Nach dem Abverkauf verändert sich die Struktur des Marktes.

  • Überhebelte Positionen sind bereinigt.
  • Schwache Hände sind aus dem Markt gedrängt.
  • Liquidität sammelt sich an der Seitenlinie.

Wenn sich dann abzeichnet, dass kein globaler Systemschock folgt, dreht das Sentiment schneller als erwartet. Das Narrativ wechselt von „Eskalation“ zu „Begrenzte Auswirkungen“.

In genau diesem Moment treffen zwei Kräfte aufeinander:

Reduziertes Angebot
Wartendes Kapital

Das Resultat sind oft dynamische Erholungsbewegungen.


Der Unterschied zwischen Unsicherheit und Systemkrise

Nicht jede geopolitische Eskalation führt zu einem Finanzsystem-Schock. Entscheidend ist, ob globale Lieferketten, Energieflüsse oder Kreditmärkte nachhaltig destabilisiert werden.

Solange keine weltweite Kettenreaktion entsteht, reagieren Märkte häufig mit einem klassischen Risikozyklus:

  • Schock
  • Überreaktion
  • Stabilisierung
  • Repricing

Bitcoin reagiert besonders sensibel, weil der Markt stark von Liquidität und Positionierung geprägt ist.


Wird sich das Muster wiederholen?

Historische Vergleiche sind keine Garantie. Jede Eskalation bringt eigene Risiken mit sich. Doch die Struktur der vergangenen Reaktionen ist auffällig ähnlich.

Bitcoin mag keine Unsicherheit.
Aber er reagiert noch stärker auf Liquidität.
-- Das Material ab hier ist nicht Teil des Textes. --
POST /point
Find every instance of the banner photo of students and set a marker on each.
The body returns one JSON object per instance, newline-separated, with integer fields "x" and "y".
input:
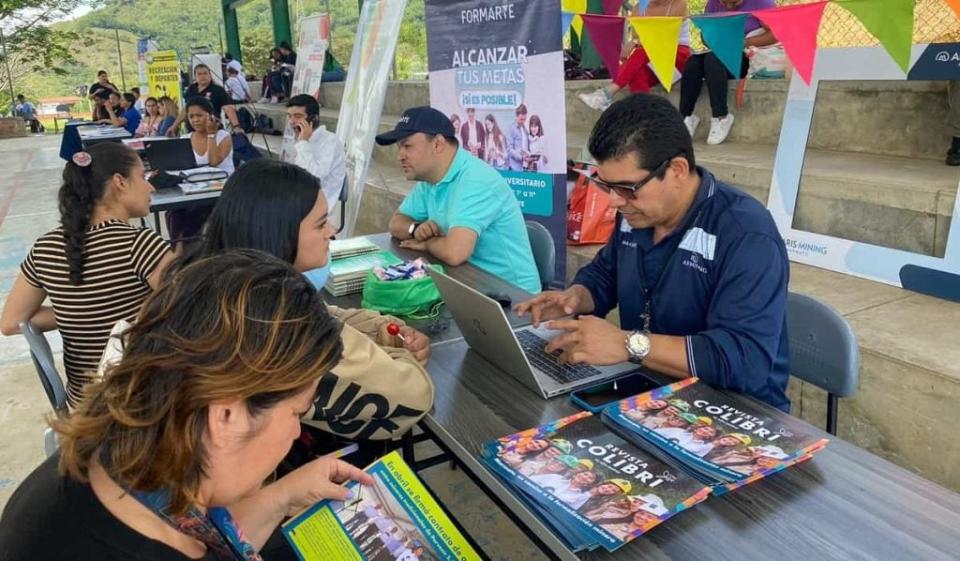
{"x": 496, "y": 69}
{"x": 163, "y": 74}
{"x": 308, "y": 74}
{"x": 364, "y": 92}
{"x": 311, "y": 50}
{"x": 143, "y": 47}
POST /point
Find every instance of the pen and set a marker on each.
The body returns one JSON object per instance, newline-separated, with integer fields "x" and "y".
{"x": 345, "y": 451}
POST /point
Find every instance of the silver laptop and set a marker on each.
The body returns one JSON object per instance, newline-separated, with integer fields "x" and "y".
{"x": 519, "y": 353}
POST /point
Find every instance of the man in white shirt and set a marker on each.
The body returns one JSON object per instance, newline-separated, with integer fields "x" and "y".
{"x": 236, "y": 85}
{"x": 318, "y": 151}
{"x": 473, "y": 135}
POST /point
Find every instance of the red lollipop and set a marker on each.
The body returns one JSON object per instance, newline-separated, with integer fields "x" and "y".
{"x": 394, "y": 330}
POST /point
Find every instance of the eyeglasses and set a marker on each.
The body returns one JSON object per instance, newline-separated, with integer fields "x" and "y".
{"x": 626, "y": 191}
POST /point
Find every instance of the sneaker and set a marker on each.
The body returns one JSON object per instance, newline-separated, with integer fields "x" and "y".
{"x": 598, "y": 99}
{"x": 719, "y": 129}
{"x": 692, "y": 123}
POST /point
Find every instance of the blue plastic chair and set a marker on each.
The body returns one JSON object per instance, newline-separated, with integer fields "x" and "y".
{"x": 50, "y": 379}
{"x": 823, "y": 350}
{"x": 344, "y": 195}
{"x": 544, "y": 251}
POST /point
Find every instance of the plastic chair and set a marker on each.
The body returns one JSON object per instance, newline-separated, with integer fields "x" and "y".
{"x": 344, "y": 195}
{"x": 544, "y": 251}
{"x": 823, "y": 350}
{"x": 49, "y": 378}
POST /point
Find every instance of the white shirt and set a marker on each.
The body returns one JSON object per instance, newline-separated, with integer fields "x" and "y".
{"x": 227, "y": 163}
{"x": 698, "y": 447}
{"x": 680, "y": 436}
{"x": 238, "y": 88}
{"x": 322, "y": 155}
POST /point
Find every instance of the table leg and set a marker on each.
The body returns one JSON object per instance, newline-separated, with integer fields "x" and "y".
{"x": 531, "y": 535}
{"x": 406, "y": 446}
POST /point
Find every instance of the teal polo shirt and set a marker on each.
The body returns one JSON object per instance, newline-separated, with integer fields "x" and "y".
{"x": 474, "y": 195}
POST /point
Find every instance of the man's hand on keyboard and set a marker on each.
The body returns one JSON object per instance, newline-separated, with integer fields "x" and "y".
{"x": 552, "y": 304}
{"x": 589, "y": 339}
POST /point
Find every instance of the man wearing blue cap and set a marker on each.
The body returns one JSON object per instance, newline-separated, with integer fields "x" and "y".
{"x": 461, "y": 209}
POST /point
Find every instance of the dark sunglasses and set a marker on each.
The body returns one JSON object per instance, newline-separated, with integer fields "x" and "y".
{"x": 625, "y": 190}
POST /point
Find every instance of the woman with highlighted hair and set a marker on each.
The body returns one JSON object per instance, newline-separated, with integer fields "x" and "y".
{"x": 165, "y": 458}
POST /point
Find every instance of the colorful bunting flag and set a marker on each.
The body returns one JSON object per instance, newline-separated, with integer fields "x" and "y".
{"x": 606, "y": 33}
{"x": 578, "y": 25}
{"x": 612, "y": 7}
{"x": 890, "y": 21}
{"x": 795, "y": 27}
{"x": 955, "y": 4}
{"x": 659, "y": 37}
{"x": 566, "y": 18}
{"x": 724, "y": 35}
{"x": 574, "y": 6}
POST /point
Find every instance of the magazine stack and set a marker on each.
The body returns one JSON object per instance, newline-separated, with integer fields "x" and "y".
{"x": 592, "y": 487}
{"x": 599, "y": 481}
{"x": 718, "y": 437}
{"x": 348, "y": 274}
{"x": 396, "y": 518}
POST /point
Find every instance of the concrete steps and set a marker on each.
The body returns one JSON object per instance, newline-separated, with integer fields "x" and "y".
{"x": 873, "y": 173}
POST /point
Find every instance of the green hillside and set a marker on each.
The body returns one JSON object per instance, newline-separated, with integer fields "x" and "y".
{"x": 186, "y": 24}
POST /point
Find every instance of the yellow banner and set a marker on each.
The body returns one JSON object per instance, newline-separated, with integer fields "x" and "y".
{"x": 659, "y": 36}
{"x": 163, "y": 74}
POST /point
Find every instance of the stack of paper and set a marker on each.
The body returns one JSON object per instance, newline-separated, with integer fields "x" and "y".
{"x": 347, "y": 274}
{"x": 340, "y": 249}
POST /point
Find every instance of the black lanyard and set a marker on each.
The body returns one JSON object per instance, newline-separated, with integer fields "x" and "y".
{"x": 647, "y": 314}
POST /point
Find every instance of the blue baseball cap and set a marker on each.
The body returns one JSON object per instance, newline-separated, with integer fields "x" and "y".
{"x": 418, "y": 119}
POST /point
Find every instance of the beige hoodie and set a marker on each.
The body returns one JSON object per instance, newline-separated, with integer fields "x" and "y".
{"x": 376, "y": 392}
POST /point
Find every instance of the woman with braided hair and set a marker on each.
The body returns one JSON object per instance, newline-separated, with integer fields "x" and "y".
{"x": 96, "y": 268}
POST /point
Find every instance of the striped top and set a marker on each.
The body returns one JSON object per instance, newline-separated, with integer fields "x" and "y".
{"x": 118, "y": 258}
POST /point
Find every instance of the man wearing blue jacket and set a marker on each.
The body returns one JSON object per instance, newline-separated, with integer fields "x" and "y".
{"x": 697, "y": 267}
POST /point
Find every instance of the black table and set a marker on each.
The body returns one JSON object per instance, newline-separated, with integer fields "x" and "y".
{"x": 91, "y": 135}
{"x": 166, "y": 200}
{"x": 845, "y": 504}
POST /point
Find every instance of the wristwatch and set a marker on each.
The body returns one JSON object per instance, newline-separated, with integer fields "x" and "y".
{"x": 638, "y": 346}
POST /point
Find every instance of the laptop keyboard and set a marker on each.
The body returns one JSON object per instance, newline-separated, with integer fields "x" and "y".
{"x": 533, "y": 346}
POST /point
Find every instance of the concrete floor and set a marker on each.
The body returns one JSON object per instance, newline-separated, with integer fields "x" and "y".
{"x": 28, "y": 208}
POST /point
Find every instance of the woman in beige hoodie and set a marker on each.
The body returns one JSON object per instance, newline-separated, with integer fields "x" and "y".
{"x": 380, "y": 387}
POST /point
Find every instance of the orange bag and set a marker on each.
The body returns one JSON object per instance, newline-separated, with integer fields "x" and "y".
{"x": 590, "y": 219}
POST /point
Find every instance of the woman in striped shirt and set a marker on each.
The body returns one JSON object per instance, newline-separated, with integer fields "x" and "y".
{"x": 96, "y": 268}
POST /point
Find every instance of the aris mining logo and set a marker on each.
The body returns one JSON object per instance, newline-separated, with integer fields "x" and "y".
{"x": 945, "y": 56}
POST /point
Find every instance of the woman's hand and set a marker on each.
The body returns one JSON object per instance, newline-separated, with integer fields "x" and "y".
{"x": 211, "y": 126}
{"x": 417, "y": 343}
{"x": 319, "y": 480}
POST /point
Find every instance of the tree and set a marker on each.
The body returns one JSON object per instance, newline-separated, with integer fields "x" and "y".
{"x": 31, "y": 44}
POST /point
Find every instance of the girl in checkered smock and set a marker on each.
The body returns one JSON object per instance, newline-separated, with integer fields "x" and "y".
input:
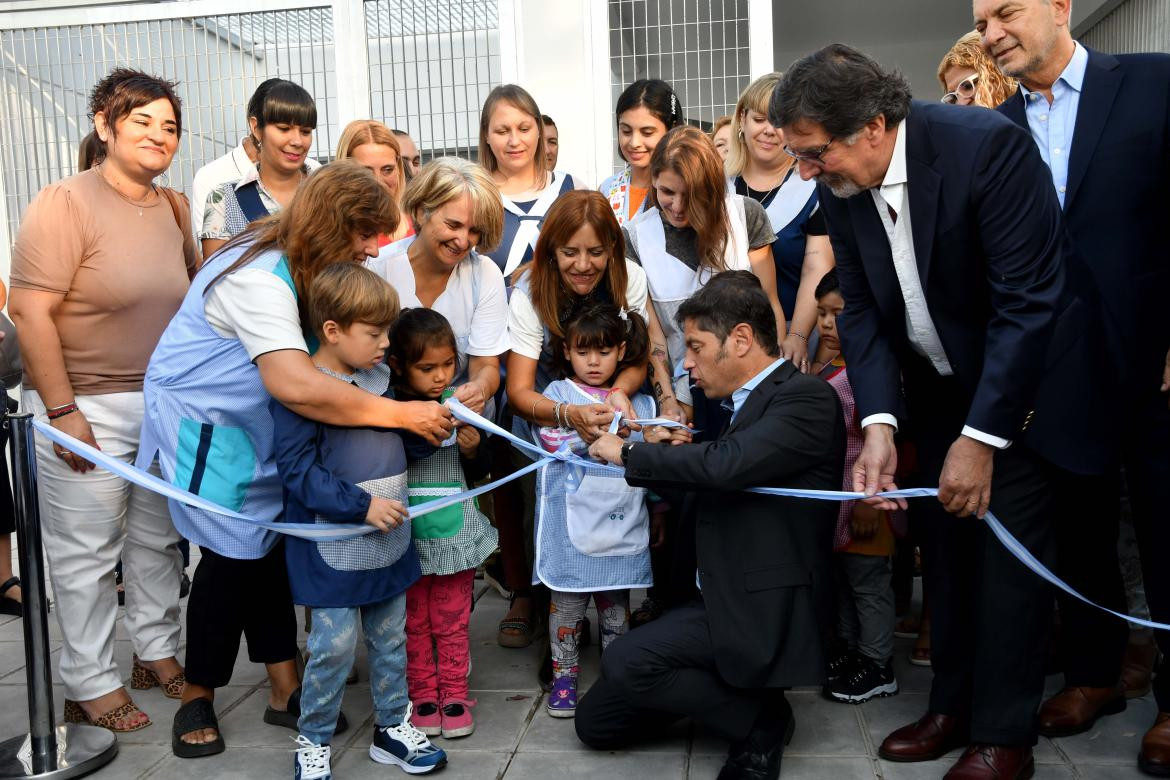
{"x": 593, "y": 530}
{"x": 451, "y": 542}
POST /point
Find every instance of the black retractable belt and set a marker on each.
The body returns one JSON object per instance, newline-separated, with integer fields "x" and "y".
{"x": 47, "y": 750}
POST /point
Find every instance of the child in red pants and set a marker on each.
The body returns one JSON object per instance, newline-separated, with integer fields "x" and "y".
{"x": 451, "y": 542}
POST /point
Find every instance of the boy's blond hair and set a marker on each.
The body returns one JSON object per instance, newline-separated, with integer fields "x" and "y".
{"x": 346, "y": 294}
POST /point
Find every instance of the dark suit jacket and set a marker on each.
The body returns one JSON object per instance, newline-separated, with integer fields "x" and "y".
{"x": 990, "y": 250}
{"x": 763, "y": 560}
{"x": 1117, "y": 202}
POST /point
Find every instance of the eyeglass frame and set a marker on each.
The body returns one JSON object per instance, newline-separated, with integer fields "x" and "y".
{"x": 813, "y": 154}
{"x": 955, "y": 92}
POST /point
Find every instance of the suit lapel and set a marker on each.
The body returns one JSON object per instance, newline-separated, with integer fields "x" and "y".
{"x": 1102, "y": 77}
{"x": 923, "y": 183}
{"x": 1013, "y": 109}
{"x": 750, "y": 409}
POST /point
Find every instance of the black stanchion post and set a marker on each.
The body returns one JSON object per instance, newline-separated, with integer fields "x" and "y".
{"x": 46, "y": 751}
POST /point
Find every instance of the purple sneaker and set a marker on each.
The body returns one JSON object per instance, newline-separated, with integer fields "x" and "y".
{"x": 563, "y": 697}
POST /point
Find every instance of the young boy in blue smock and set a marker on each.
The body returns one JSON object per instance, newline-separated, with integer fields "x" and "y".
{"x": 351, "y": 475}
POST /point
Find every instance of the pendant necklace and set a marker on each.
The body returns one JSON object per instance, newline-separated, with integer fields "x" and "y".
{"x": 139, "y": 205}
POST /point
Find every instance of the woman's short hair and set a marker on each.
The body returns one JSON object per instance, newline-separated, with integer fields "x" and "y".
{"x": 520, "y": 99}
{"x": 718, "y": 124}
{"x": 993, "y": 87}
{"x": 688, "y": 152}
{"x": 336, "y": 202}
{"x": 349, "y": 292}
{"x": 284, "y": 103}
{"x": 566, "y": 215}
{"x": 728, "y": 299}
{"x": 360, "y": 132}
{"x": 755, "y": 97}
{"x": 841, "y": 90}
{"x": 90, "y": 152}
{"x": 445, "y": 179}
{"x": 125, "y": 89}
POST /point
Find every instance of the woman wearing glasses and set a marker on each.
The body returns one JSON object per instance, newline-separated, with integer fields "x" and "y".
{"x": 758, "y": 168}
{"x": 970, "y": 77}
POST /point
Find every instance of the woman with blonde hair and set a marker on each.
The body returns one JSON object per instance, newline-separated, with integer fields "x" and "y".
{"x": 456, "y": 208}
{"x": 511, "y": 149}
{"x": 694, "y": 229}
{"x": 761, "y": 170}
{"x": 969, "y": 76}
{"x": 373, "y": 146}
{"x": 236, "y": 343}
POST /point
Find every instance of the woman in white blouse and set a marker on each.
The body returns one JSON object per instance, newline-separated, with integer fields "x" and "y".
{"x": 458, "y": 212}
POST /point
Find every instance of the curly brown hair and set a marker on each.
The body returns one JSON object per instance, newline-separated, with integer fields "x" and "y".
{"x": 993, "y": 87}
{"x": 336, "y": 202}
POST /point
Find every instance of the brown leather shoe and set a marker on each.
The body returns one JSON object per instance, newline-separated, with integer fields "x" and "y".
{"x": 1137, "y": 667}
{"x": 1074, "y": 710}
{"x": 993, "y": 763}
{"x": 931, "y": 736}
{"x": 1155, "y": 756}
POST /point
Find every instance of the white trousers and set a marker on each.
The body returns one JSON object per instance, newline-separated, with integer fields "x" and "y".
{"x": 88, "y": 520}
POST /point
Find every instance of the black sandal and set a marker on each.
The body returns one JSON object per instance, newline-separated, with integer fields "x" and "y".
{"x": 9, "y": 606}
{"x": 193, "y": 716}
{"x": 289, "y": 716}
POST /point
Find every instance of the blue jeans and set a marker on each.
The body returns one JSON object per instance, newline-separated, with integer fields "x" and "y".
{"x": 332, "y": 642}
Wenn die Angst ihren Höhepunkt erreicht und die Schlagzeilen beginnen, weniger dramatisch zu werden, verschiebt sich die Positionierung.

Die entscheidende Frage ist daher nicht, ob es eine weitere Aufwärtsbewegung geben kann.

Die entscheidende Frage lautet:
Ist der Markt bereits bereinigt genug für eine neue Phase oder steht die eigentliche Volatilität noch bevor?